April 20, 2013
When it comes to estate planning, many people are confused about what happens to their credit card debt when they die. Clients tell their estate planning lawyers that they thought the debt would be forgiven, for example. Unfortunately, this isn’t truly the case, so it’s a good idea to understand what will happen to your estate and the assets you plan to leave to your loved ones.
First of all, your estate will be expected to pay off credit card debt when you die. In fact, whatever you leave behind will first be used to pay for any outstanding debt. Creditors of all kinds will have first crack at what you (or your heirs) will have. Contacting the creditors and getting these debts paid off is one of the most important jobs of the executor of your estate.
However, credit cards aren’t necessarily the first thing that will be paid off, but they are definitely on the list. If your estate doesn’t have the necessary assets to pay, then other courses of action may be available to those trying to collect on the debt. If there is another name on the account, for example, they can go after that person for an outstanding balance.

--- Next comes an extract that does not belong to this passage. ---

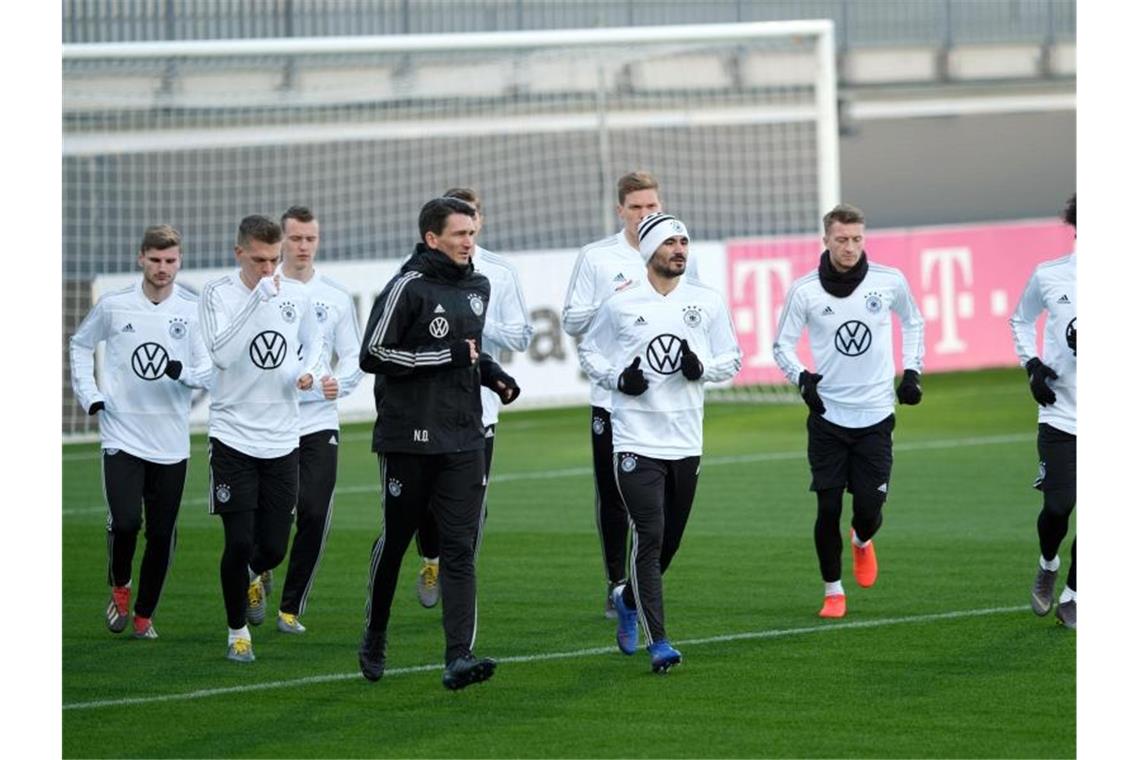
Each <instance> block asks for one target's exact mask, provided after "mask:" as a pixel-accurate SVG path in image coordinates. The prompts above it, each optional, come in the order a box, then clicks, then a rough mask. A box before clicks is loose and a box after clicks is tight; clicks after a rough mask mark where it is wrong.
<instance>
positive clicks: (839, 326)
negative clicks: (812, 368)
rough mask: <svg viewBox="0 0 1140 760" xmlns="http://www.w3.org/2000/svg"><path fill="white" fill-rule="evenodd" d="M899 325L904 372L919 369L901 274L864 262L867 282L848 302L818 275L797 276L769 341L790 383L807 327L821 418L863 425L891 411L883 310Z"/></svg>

This is important to note if you’ve put your adult child on any of your accounts. Doing so is a fairly common practice, as it can make it easier for the adult child if they are helping by picking up groceries, paying bills, etc. By having them on your accounts, they can simply use their own cards for your purchases.
Unfortunately, if and when you pass away, they could become responsible for the entire balance on any of those accounts. Having them on bank accounts could even have tax implications. It is really a good idea to work with a Sacramento estates attorney in order to determine what the state and federal laws are as they apply to your situation. One possibility is to have the adult child or other caregiver listed on the account as an “authorized user.”
Just what funds are used to pay off outstanding credit card debt after death can vary. In most cases, for example, retirement accounts such as IRA and 401(k) plans with a specific beneficiary are not considered part of the estate. Those funds pass directly to the named party and do not go through probate and are not available to pay creditors. This may also be the case with life insurance policies. Things can get a bit more complicated when talking about real estate or jointly held assets, however. For example, can one spouse be forced to sell a home that has been inherited by a partner who had a large credit card debt in his or her name?
Laws regarding this and similar issues vary from state to state, which means that your best bet is to work with a Sacramento estates attorney to determine what our laws mean for you and your estate.